Locals call for help from new president
Giving encouragement to local governments who are calling for a “Main Street Stimulus Package,” President-elect Barack Obama specifically sited the need to help state and local governments in his first press conference after the election. “I think it’s going to be very important for us to provide the kind of assistance to state and local government to make sure that they don’t compound some of the problems that are already out there by having to initiate major layoffs or initiate tax increases,” Obama said.
However, the Washington-based National Association of Counties (NACo), National League of Cities (NLC) and U.S. Conference of Mayors (USCM) contend that helping local governments is not just a matter of avoiding more problems. Pumping federal money into “ready-to-go” infrastructure projects would help grow the economy, they say. “Funding for airports, highways, transit, trains, clean water, sewers, school facilities and housing creates jobs and enhances the safety and competitiveness of our nation,” said NLC President and Northglenn, Colo., Mayor Kathleen Novak in an address during NLC’s Congress of Cities in November.
In October, NLC released its Agenda for the Nation, a series of briefs on eight issues that cities want the new administration to address: housing, infrastructure, health care reform, poverty reduction and economic opportunity, public safety and homeland security, sustainability, immigration and intergovernmental cooperation. It suggests ways that federal and local governments can work together, such as allowing local leaders to direct federal transportation infrastructure funds for local projects.
USCM, in its proposed $89.98 billion “Main Street Stimulus” package, also focuses on the nation’s need for new infrastructure. Metropolitan economies, which comprise 90 percent of the gross domestic product, need help immediately to create jobs, USCM Executive Director Tom Cochran said. Cochran points to cities’ transit, energy-efficiency and community development infrastructure projects that could “employ people, support small businesses and stimulate main street economies.”
The USCM plan, based on bill HR 7110 passed by the House in September, includes the same 10 programs as HR 7110 but adds almost $30 billion in funding. The programs include $32 billion for highway infrastructure, $18.75 billion for water and wastewater infrastructure and $10 billion for a Community Development Block Grant for infrastructure, along with more money for an Energy Block Grant, school and public housing modernization, transit projects, airports and public safety jobs and technology.

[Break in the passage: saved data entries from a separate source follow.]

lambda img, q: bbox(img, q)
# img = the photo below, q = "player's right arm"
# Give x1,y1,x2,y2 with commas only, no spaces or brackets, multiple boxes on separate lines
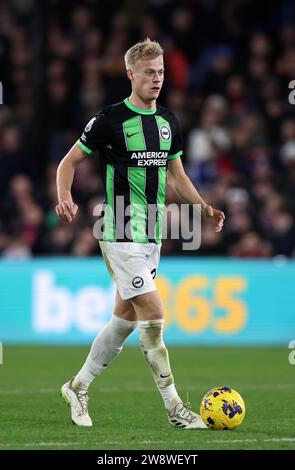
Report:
55,143,88,223
56,112,107,223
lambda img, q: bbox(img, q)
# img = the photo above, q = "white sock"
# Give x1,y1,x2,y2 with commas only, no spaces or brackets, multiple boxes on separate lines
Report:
72,314,137,390
139,319,182,412
159,383,182,412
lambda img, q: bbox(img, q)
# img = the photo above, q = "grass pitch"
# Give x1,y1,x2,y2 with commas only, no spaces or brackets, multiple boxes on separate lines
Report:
0,346,294,450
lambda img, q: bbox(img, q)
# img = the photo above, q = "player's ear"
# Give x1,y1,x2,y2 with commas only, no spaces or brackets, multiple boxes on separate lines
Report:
127,69,133,81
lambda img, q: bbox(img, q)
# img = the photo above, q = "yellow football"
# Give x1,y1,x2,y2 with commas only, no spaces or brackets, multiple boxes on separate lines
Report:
200,386,246,430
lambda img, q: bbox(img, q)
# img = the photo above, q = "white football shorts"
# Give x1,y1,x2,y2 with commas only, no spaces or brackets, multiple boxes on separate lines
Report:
99,241,161,300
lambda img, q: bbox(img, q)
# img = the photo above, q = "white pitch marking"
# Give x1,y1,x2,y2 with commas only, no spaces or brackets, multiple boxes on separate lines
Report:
207,437,295,444
0,383,293,395
1,437,294,449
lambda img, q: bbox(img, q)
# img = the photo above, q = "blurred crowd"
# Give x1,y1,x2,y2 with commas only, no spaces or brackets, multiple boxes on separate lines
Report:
0,0,295,258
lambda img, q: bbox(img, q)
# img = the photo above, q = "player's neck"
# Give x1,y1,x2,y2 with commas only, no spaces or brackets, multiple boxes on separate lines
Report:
128,93,156,111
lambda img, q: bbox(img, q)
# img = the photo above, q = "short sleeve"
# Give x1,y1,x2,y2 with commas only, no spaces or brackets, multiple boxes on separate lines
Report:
168,114,183,161
77,112,108,155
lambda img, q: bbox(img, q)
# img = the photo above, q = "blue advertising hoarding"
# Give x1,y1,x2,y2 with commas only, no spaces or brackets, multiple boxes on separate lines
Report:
0,258,294,345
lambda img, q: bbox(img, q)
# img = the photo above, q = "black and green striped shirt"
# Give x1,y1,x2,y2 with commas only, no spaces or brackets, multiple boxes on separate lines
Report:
77,98,183,244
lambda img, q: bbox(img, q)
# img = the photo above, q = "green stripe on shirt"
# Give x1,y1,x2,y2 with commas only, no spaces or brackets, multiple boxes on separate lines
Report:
167,150,183,161
76,139,93,155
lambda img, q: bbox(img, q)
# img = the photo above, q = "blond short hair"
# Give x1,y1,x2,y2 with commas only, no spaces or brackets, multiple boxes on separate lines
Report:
124,38,164,69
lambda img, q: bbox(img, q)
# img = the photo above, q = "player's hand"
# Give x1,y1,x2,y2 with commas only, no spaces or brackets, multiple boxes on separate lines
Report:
202,205,225,232
55,200,78,223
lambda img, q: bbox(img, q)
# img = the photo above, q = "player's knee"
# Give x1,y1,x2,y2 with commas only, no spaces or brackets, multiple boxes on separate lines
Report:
138,319,164,350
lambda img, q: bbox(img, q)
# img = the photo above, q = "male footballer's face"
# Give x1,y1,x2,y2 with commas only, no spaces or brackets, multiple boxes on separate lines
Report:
128,55,164,102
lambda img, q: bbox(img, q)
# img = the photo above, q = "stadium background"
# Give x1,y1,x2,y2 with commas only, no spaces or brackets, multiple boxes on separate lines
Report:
0,0,295,451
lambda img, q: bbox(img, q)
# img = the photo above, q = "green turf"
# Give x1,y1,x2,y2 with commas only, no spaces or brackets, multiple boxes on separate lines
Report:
0,346,294,450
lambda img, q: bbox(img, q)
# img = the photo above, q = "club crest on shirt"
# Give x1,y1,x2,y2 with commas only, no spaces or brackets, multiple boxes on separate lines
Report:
159,125,171,140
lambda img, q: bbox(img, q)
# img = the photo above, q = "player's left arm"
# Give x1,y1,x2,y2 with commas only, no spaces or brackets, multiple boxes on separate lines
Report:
167,157,225,232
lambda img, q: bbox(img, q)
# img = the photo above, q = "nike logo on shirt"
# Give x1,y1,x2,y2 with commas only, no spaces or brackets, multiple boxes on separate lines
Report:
126,131,140,138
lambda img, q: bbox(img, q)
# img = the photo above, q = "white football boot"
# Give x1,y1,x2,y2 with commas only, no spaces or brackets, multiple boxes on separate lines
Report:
61,378,92,427
168,402,207,429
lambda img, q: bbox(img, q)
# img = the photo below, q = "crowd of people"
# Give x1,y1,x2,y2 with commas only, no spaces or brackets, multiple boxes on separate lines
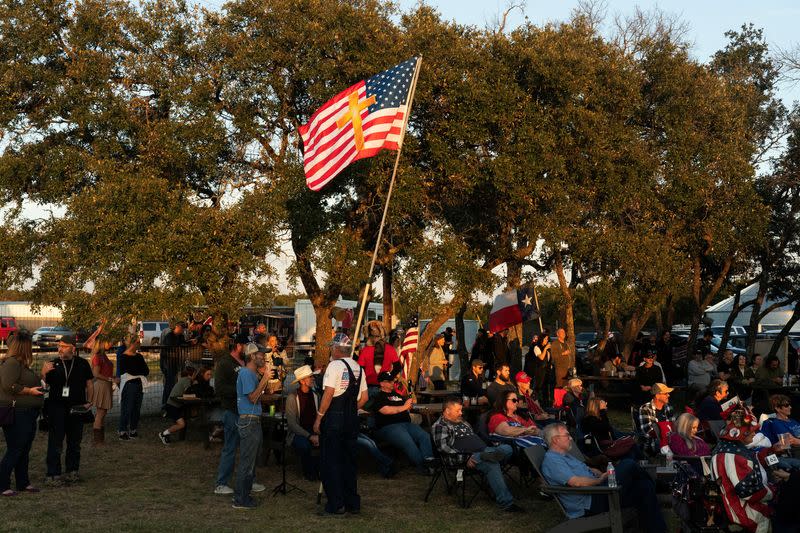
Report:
3,319,800,533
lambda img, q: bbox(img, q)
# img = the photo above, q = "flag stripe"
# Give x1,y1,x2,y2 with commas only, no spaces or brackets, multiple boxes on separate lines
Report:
301,87,368,156
305,114,406,190
303,107,404,174
299,82,365,143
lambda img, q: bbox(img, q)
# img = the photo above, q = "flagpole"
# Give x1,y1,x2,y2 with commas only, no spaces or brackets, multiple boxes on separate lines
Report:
350,56,423,357
532,283,544,332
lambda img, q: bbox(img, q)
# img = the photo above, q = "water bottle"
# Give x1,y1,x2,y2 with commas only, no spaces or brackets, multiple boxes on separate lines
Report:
666,448,674,467
606,462,617,488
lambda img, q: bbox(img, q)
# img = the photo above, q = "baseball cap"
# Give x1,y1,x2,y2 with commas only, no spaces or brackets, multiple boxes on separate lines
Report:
58,334,76,346
651,383,674,395
515,371,531,384
244,343,270,357
471,359,485,367
377,371,394,383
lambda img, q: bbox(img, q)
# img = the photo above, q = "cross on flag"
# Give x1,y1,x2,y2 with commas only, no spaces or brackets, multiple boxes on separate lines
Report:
299,58,419,191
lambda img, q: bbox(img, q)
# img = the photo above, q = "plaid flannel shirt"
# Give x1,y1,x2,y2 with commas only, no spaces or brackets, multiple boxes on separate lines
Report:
637,400,675,453
431,415,477,466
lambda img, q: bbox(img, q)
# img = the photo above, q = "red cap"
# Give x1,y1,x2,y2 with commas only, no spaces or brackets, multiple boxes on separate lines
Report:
515,371,531,384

In a Nov. 22 weekly address posted on his Web site Change.gov, Obama announced that he would implement an economic recovery plan that would create 2.5 million jobs by January 2011. The plan involves some of the same priorities mentioned in the NLC and USCM proposals. “We’ll put people back to work rebuilding our crumbling roads and bridges, modernizing schools that are failing our children,” the president-elect said in the videotaped statement.
However, NACo spokesman Jim Philipps says officials are trying to be realistic in their expectations for how soon the new administration will be able to accomplish its goals. The fiscal 2010 budget is due Feb. 2, the continuing resolution under which the government operates expires March 6 and the nation is still at war. “There is a lot, and that’s why our enthusiasm is a little reserved,” he says.